Task scheduler
Hi, i am experimenting with hadoop. wanted to ask that is the Task distribution policy by job tracker pluggable if yes where in the code tree is it defined. Thanks and regards Saurabh Agarwal
Re: Task scheduler
Saurabh, > i am experimenting with hadoop. wanted to ask that is the Task distribution > policy by job tracker pluggable if yes where in the code tree is it defined. > Take a look at o.a.h.mapred.TaskScheduler. That's the abstract class that needs to be extended to define a new scheduling policy. Also, please do take a look at the existing schedulers that extend this class.

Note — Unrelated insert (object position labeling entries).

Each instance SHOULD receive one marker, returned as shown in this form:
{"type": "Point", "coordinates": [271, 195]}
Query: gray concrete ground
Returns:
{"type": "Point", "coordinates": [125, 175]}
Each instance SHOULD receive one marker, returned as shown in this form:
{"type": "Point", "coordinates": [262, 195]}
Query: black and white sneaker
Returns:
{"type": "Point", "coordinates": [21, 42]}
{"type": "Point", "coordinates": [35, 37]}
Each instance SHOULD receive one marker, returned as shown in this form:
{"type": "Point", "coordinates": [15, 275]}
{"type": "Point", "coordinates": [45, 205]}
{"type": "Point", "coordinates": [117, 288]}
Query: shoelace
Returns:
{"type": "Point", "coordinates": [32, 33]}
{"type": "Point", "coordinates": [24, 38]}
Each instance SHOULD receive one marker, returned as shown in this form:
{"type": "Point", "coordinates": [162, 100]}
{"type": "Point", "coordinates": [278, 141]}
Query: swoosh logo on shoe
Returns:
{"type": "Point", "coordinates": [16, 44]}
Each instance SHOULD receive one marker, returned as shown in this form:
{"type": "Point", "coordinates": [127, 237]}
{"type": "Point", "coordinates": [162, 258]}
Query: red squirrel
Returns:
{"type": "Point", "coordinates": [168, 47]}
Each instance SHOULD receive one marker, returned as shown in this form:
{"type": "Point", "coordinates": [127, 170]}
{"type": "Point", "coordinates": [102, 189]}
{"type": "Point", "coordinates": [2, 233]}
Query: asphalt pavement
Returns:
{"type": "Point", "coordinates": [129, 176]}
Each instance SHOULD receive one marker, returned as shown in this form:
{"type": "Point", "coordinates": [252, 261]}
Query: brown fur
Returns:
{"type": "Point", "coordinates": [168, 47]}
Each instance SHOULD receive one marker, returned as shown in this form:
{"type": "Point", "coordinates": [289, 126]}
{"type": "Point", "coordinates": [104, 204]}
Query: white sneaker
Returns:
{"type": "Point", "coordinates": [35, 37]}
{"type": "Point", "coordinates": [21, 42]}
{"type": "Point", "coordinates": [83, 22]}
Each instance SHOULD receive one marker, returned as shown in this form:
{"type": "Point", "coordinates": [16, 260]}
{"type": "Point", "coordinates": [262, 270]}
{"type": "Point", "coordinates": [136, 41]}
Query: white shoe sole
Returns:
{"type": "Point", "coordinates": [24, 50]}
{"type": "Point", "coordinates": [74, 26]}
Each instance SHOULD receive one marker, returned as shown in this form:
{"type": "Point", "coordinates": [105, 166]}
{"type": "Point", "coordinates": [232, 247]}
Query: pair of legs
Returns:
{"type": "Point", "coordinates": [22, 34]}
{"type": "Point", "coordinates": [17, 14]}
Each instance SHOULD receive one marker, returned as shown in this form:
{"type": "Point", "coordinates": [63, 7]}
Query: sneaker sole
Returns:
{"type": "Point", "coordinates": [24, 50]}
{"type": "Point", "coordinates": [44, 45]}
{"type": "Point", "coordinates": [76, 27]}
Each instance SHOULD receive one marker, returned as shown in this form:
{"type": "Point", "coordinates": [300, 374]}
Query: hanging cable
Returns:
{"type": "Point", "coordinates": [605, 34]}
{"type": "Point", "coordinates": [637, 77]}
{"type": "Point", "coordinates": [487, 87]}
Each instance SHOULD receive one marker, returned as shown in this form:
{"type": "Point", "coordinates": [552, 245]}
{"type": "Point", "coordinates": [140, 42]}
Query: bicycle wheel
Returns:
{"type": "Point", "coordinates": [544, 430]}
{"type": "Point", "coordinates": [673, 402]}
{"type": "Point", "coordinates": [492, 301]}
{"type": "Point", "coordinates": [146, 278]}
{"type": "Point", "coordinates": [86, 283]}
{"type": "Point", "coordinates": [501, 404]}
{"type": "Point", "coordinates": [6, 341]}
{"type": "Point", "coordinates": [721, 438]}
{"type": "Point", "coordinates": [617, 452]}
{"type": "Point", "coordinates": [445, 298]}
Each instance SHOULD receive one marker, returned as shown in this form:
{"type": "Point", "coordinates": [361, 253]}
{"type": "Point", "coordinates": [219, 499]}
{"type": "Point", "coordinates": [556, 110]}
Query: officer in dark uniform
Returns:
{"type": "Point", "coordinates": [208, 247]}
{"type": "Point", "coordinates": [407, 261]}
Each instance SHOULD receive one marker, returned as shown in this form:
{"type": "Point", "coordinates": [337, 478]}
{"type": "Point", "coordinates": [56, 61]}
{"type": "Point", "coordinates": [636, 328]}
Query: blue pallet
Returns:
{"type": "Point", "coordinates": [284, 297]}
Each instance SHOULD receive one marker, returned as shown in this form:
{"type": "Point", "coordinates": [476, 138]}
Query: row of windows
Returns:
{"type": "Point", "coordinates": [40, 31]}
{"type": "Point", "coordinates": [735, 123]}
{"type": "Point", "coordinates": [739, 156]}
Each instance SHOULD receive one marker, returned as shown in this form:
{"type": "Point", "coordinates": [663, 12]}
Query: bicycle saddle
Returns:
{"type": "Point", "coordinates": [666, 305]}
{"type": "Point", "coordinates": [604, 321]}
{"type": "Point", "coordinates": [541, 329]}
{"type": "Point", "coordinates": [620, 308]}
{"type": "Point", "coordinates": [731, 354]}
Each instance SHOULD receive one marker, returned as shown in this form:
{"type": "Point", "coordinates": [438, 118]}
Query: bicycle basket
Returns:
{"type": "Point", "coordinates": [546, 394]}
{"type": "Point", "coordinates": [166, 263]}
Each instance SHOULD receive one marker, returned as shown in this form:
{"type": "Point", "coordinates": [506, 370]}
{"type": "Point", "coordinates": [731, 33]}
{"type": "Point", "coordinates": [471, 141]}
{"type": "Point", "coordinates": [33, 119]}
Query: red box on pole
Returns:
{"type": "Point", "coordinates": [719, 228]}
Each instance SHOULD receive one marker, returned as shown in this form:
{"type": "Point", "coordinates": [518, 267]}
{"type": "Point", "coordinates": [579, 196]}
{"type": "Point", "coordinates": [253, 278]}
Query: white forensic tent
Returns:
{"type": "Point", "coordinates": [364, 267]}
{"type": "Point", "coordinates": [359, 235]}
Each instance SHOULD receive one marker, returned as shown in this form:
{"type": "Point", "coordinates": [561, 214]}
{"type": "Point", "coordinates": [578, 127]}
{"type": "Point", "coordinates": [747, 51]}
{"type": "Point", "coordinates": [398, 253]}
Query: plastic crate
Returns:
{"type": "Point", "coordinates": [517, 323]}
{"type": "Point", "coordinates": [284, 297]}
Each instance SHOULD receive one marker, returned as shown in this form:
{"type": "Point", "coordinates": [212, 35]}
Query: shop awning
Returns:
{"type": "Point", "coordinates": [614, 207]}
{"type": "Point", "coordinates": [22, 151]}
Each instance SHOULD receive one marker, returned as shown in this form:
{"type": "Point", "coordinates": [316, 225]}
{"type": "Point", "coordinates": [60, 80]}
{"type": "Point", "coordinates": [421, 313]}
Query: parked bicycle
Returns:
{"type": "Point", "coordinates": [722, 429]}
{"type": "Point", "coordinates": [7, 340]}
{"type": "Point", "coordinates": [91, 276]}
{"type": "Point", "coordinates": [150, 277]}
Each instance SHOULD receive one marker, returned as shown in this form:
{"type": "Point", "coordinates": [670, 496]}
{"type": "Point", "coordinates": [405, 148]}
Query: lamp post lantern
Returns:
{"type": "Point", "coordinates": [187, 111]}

There are 3-4 implementations including the default scheduler, capacity scheduler, fairshare scheduler and dynamic priority scheduler. It may be worthwhile to see if your ideas match any of the existing implementations to some degree and then consider enhancing those as a first option. Thanks Hemanth
Re: Task scheduler
Hi Hemanth, let me re frame my question I wanted to knowhow job tracker decides the assignment of input splits to task tracker based on task tracker's data locality. Where is this policy defined? Is it pluggable? Saurabh Agarwal On Fri, May 14, 2010 at 7:04 AM, Hemanth Yamijala wrote: > Saurabh, > > > i am experimenting with hadoop. wanted to ask that is the Task > distribution > > policy by job tracker pluggable if yes where in the code tree is it > defined. > > > > Take a look at o.a.h.mapred.TaskScheduler. That's the abstract class > that needs to be extended to define a new scheduling policy. Also, > please do take a look at the existing schedulers that extend this > class. There are 3-4 implementations including the default scheduler, > capacity scheduler, fairshare scheduler and dynamic priority > scheduler. It may be worthwhile to see if your ideas match any of the > existing implementations to some degree and then consider enhancing > those as a first option. > > Thanks > Hemanth >
Re: Task scheduler
Saurabh, > let me re frame my question I wanted to knowhow job tracker decides the > assignment of input splits to task tracker based on task tracker's data > locality. Where is this policy defined? Is it pluggable? Sorry, I misunderstood your question then. This code is in o.a.h.mapred.JobInProgress. It is likely spread across many methods in the class. But a good starting point could be from methods like obtainNewMapTask or obtainNewReduceTask. At the moment, this policy is not pluggable. But I know there have been discussions (possibly even a JIRA, though I can't locate any now) asking for this capability. Thanks Hemanth > > On Fri, May 14, 2010 at 7:04 AM, Hemanth Yamijala wrote: > >> Saurabh, >> >> > i am experimenting with hadoop. wanted to ask that is the Task >> distribution >> > policy by job tracker pluggable if yes where in the code tree is it >> defined. >> > >> >> Take a look at o.a.h.mapred.TaskScheduler. That's the abstract class >> that needs to be extended to define a new scheduling policy. Also, >> please do take a look at the existing schedulers that extend this >> class. There are 3-4 implementations including the default scheduler, >> capacity scheduler, fairshare scheduler and dynamic priority >> scheduler. It may be worthwhile to see if your ideas match any of the >> existing implementations to some degree and then consider enhancing >> those as a first option. >> >> Thanks >> Hemanth >> >